On a Facebook page created to press Nossel to listen to an increasingly disgruntled membership, Marcia Lieberman, a leader of Amnesty in Providence, R.I., wrote:
We asked you, respectfully, to listen, but you closed your ears. We asked you, respectfully, for a short pause to allow real engagement with the membership, but you raced ahead and forced your plan through. You could not have chosen better, had you determined to eliminate the wisest, most experienced, most valuable members of our staff. You destroyed the institutional memory of this organization you have so decisively taken over.
After the debacle of the shadow summit in Chicago and amid growing discontent among Amnesty USA staff and membership, Code Pink launched a petition campaign whose initial signatories include Col. Ann Wright and Medea Benjamin. They encourage Amnesty USA's "board members to call for Suzanne Nossel's resignation; her loyalty to powerful government players can only be a hindrance to the true work and mission of Amnesty."

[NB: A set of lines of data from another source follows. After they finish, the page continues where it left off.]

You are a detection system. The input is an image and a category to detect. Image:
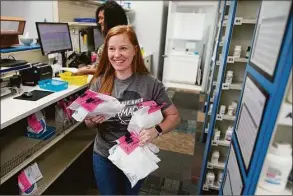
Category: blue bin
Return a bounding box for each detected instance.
[38,79,68,92]
[26,126,56,140]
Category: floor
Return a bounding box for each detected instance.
[44,90,204,195]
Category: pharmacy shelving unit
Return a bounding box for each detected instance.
[201,0,230,142]
[199,0,260,194]
[216,1,293,195]
[0,84,96,195]
[253,73,292,195]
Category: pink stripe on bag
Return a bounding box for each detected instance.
[18,171,32,192]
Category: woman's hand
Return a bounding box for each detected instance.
[139,128,158,146]
[84,115,105,127]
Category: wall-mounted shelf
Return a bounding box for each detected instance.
[203,184,220,191]
[212,140,231,146]
[0,122,81,184]
[68,22,97,27]
[33,126,96,195]
[199,0,260,194]
[207,162,225,169]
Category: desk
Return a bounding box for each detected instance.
[0,76,96,194]
[0,80,88,129]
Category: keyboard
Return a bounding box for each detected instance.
[0,59,28,67]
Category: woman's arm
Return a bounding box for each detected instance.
[159,105,180,134]
[74,65,97,76]
[139,104,180,146]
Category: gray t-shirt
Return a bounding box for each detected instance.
[90,74,172,157]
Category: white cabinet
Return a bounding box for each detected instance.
[163,1,216,90]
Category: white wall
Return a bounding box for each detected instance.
[130,1,164,76]
[1,1,53,38]
[201,2,218,92]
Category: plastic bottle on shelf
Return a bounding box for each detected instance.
[211,151,220,164]
[228,101,237,116]
[214,129,221,141]
[233,46,241,59]
[219,105,226,115]
[217,172,224,186]
[209,104,213,113]
[245,46,250,59]
[225,70,233,84]
[225,126,233,141]
[287,84,292,103]
[259,143,292,193]
[206,172,215,185]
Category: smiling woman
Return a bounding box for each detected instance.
[75,0,128,75]
[85,25,180,195]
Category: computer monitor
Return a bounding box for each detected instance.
[36,22,72,66]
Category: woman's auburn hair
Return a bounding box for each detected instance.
[92,25,150,95]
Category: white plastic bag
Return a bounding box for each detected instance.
[127,101,164,134]
[108,141,160,188]
[68,90,125,122]
[108,101,163,187]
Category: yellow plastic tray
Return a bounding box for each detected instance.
[59,72,88,85]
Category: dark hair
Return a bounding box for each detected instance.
[96,0,128,36]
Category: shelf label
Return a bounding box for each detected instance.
[234,17,243,25]
[279,103,292,126]
[227,56,234,63]
[216,114,223,120]
[222,83,230,90]
[202,185,209,191]
[207,163,214,169]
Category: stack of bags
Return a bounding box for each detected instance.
[108,101,163,187]
[68,90,163,187]
[17,163,43,195]
[68,90,125,122]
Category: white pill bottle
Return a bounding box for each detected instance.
[259,143,292,192]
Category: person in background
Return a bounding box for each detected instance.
[85,25,180,195]
[75,0,128,75]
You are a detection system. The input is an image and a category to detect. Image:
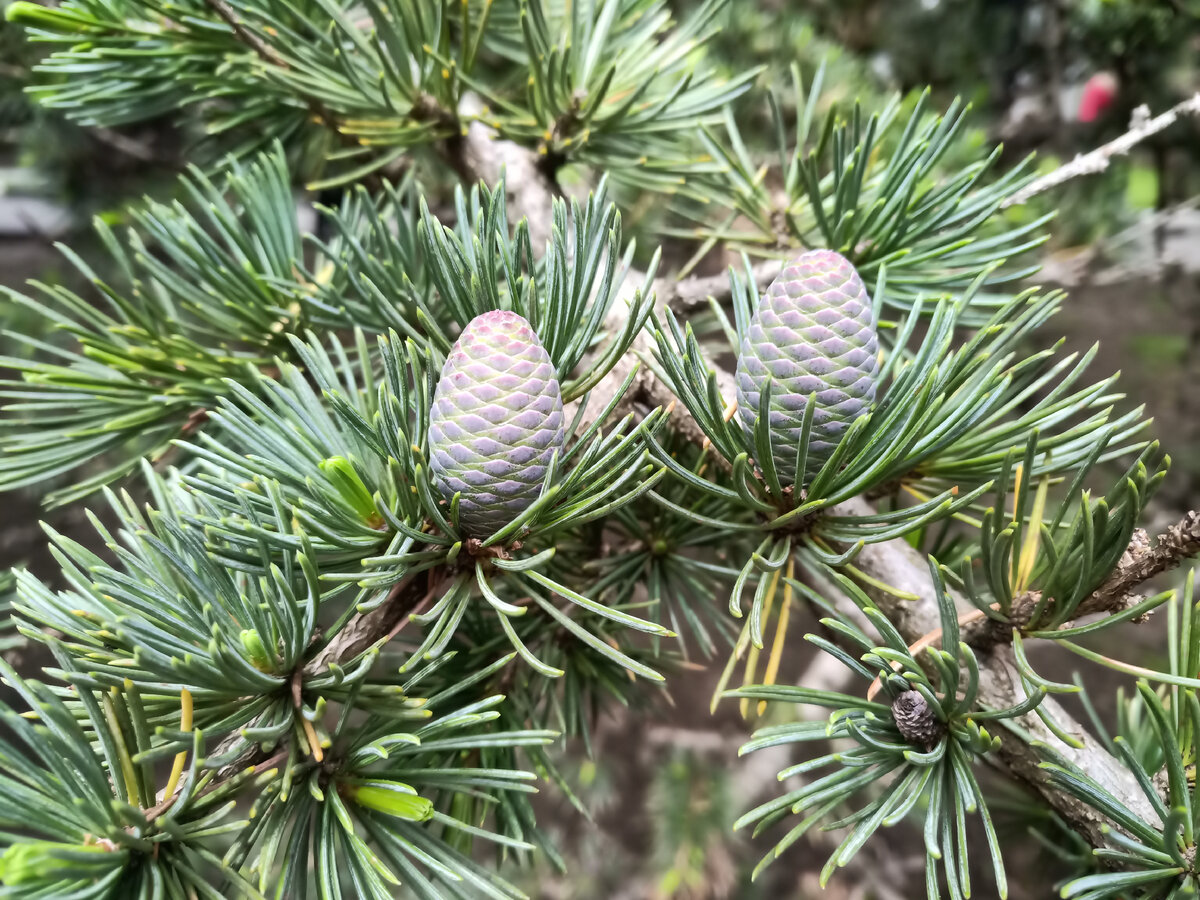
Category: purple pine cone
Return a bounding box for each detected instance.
[737,250,878,487]
[430,310,564,538]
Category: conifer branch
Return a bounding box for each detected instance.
[962,510,1200,650]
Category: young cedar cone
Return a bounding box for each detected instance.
[892,691,944,751]
[737,250,878,487]
[430,310,564,538]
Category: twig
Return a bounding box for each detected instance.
[204,0,348,140]
[960,510,1200,650]
[1000,94,1200,209]
[304,572,431,676]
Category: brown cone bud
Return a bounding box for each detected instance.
[892,690,946,750]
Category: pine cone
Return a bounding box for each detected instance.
[430,311,564,538]
[892,690,946,750]
[737,250,878,487]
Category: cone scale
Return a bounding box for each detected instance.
[430,310,564,538]
[736,250,878,487]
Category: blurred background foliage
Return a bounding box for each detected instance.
[7,0,1200,900]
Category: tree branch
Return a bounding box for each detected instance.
[961,510,1200,650]
[1000,94,1200,209]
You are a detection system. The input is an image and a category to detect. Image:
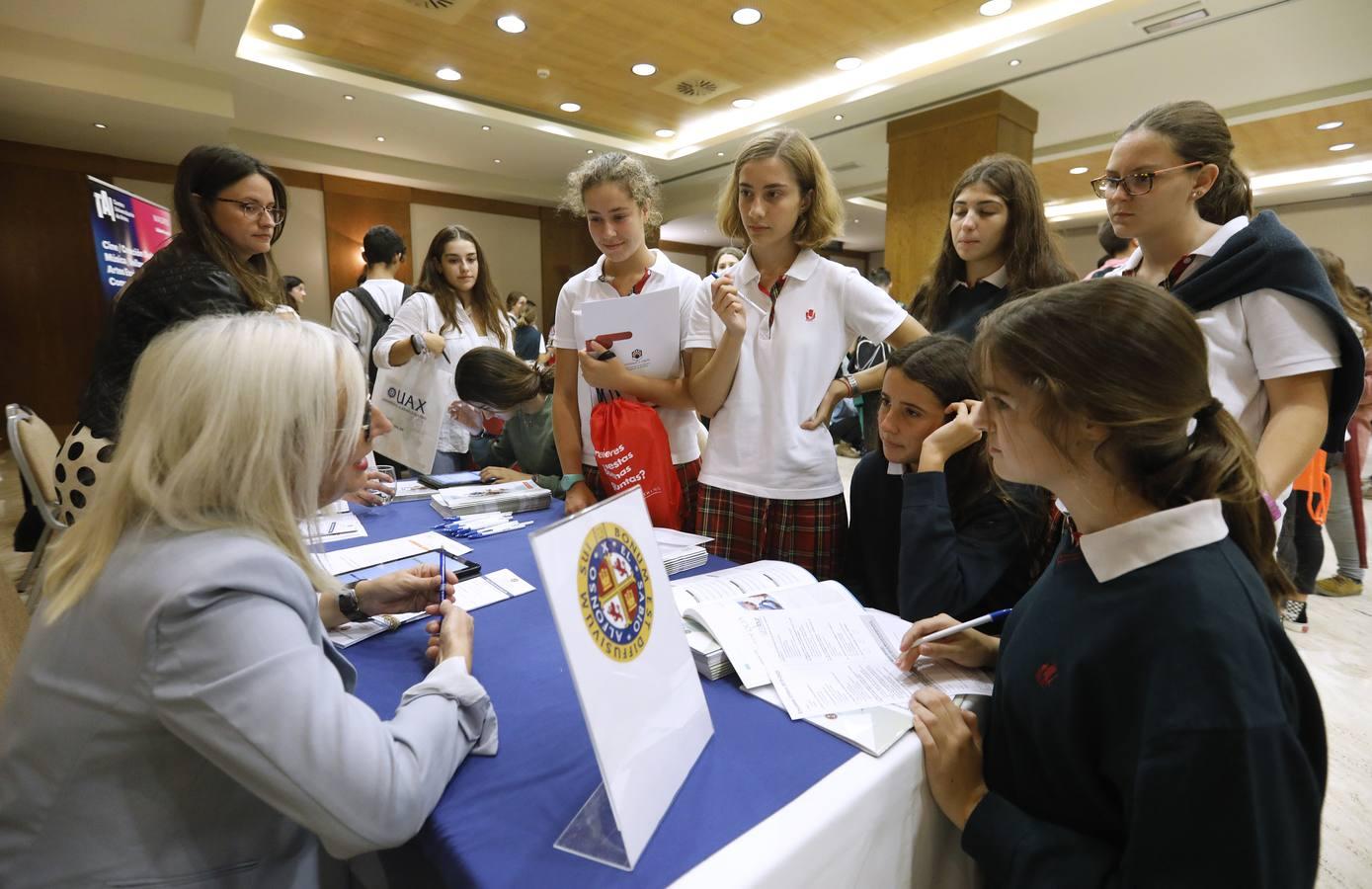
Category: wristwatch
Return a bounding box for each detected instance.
[339,583,371,621]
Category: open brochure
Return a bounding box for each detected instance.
[673,561,992,756]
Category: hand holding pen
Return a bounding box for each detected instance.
[896,607,1009,670]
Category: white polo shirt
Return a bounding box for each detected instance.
[371,293,515,454]
[551,250,715,466]
[1106,216,1341,447]
[329,279,405,366]
[695,250,909,500]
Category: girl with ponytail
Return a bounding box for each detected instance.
[897,279,1326,886]
[454,346,562,495]
[1090,102,1364,632]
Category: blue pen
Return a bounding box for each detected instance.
[910,607,1011,649]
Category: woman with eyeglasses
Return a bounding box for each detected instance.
[1090,100,1364,632]
[0,313,500,889]
[56,145,297,525]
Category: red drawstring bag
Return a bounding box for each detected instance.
[592,394,682,531]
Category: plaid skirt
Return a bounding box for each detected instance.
[695,484,847,581]
[582,458,699,531]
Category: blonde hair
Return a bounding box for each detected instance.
[557,151,663,229]
[716,129,844,250]
[42,314,366,621]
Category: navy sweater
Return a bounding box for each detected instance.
[844,450,1032,620]
[962,539,1326,889]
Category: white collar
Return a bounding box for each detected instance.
[1111,216,1249,275]
[1080,500,1230,583]
[953,266,1009,289]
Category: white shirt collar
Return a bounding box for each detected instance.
[1080,500,1230,583]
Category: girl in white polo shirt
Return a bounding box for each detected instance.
[690,129,925,579]
[553,152,712,528]
[371,225,513,473]
[1090,102,1364,632]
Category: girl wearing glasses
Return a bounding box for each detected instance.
[690,129,927,579]
[910,154,1076,340]
[1092,102,1364,632]
[56,145,288,525]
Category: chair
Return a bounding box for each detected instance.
[4,405,67,611]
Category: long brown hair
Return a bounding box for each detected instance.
[1310,247,1372,350]
[1124,99,1252,225]
[910,154,1077,331]
[130,145,290,310]
[973,278,1294,601]
[416,225,509,347]
[452,346,553,410]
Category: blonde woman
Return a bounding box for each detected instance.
[690,129,927,579]
[0,315,497,888]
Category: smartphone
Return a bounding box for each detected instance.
[414,469,482,488]
[338,550,482,583]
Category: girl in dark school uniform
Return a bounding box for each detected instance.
[899,279,1326,889]
[844,334,1048,620]
[910,154,1077,342]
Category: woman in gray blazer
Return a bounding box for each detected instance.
[0,315,497,888]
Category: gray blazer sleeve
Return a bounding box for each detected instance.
[145,590,497,858]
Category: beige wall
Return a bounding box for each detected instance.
[410,204,540,325]
[663,250,709,278]
[114,177,334,324]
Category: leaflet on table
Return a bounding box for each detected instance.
[758,606,992,719]
[572,289,682,380]
[311,531,472,576]
[300,501,366,543]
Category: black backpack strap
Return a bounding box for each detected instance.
[349,286,391,329]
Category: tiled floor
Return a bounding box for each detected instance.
[0,451,1372,889]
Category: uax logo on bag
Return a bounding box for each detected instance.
[385,385,427,416]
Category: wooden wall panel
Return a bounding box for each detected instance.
[885,91,1038,302]
[0,163,114,441]
[324,191,411,299]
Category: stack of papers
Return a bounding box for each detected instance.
[653,528,715,575]
[430,479,553,519]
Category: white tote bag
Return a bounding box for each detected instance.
[371,356,452,472]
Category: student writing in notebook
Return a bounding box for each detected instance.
[900,279,1327,888]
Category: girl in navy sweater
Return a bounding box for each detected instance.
[844,334,1048,620]
[900,279,1326,888]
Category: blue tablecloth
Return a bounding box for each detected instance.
[343,501,856,886]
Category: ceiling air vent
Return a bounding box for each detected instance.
[383,0,477,22]
[1133,3,1210,35]
[656,68,738,105]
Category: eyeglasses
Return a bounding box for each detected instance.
[215,198,285,225]
[1090,161,1205,198]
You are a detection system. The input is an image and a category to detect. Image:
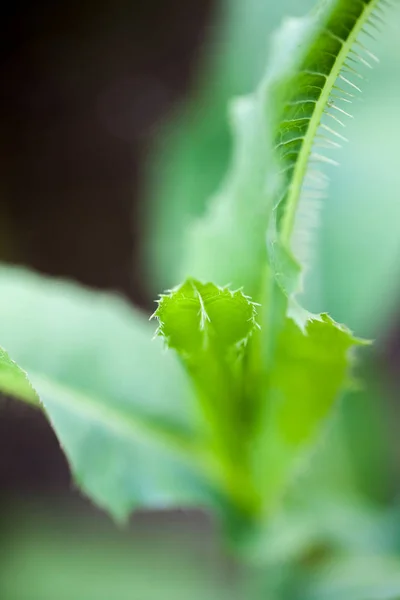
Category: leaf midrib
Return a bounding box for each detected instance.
[281,0,379,245]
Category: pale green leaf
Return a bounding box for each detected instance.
[0,267,216,518]
[0,348,39,405]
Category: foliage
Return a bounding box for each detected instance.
[0,0,396,584]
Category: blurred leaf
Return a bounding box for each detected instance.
[299,556,400,600]
[0,267,217,518]
[154,279,256,358]
[0,348,38,405]
[145,0,313,293]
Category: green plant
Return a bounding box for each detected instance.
[0,0,398,568]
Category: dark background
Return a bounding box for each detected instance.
[0,0,212,502]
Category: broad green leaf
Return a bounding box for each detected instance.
[154,279,258,512]
[0,348,38,405]
[255,314,363,505]
[0,267,219,518]
[143,0,313,293]
[154,279,256,357]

Opponents of war and injustice should support such efforts. But at the same time, the left must see the compromised nature of the NGO model of organizing. At times, NGOs can play a role in various movements, as Amnesty USA has. But because of their integration with the liberal establishment, they can't challenge the system and its priorities.
The disaster of Amnesty's support for the occupation of Afghanistan provides the perfect evidence for why the new left we need to build must break with the NGO model and organize grassroots democratic organizations that can lead a struggle against the system.